New Atypical Antipsychotics
The search for other drugs that work like clozapine without the harmful side effects has resulted in a new group, also considered atypical antipsychotics. They typically cause fewer side effects than traditional antipsychotics, including a lower risk of TD and agranulocytosis. Like clozapine, they help control negative symptoms, and patients tend to comply with their use.

This new group of drugs includes the following:

  • Risperidone (Risperdal®)
  • Olanzapine (Zyprexa®)
  • Quetiapine (Seroquel®)
  • Ziprasadone (Zeldox®)

These drugs control psychosis by blocking dopamine D2 receptors and the serotonin 5HT2 receptors in the brain. The addition of a serotonin blocker may be what boosts their efficacy.

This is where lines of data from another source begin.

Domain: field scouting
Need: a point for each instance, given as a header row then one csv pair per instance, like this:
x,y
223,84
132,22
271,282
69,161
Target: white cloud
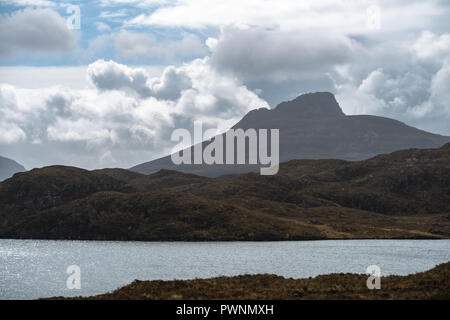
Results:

The following are common side effects for these medications:

Risperidone

    • Agitation
    • Anxiety
    • Headache
    • Insomnia
    • Muscle tremor

Olanzapine

    • Drowsiness
    • Headache
    • Insomnia
    • Nasal congestion
    • Weight gain

Quetiapine

    • Dizziness and vertigo
    • Drowsiness
    • Headache

Finally, ziprasadone is the most recent drug to be approved by the Food and Drug Administration (FDA). No statistical information is yet available.

At this time, there are no established risks associated with the use of antipsychotic drugs during pregnancy. Clinical research involving pregnant women is lacking. Women are advised to discuss the benefits and risks with their physician, especially during and after pregnancy, since these drugs are excreted in breast milk.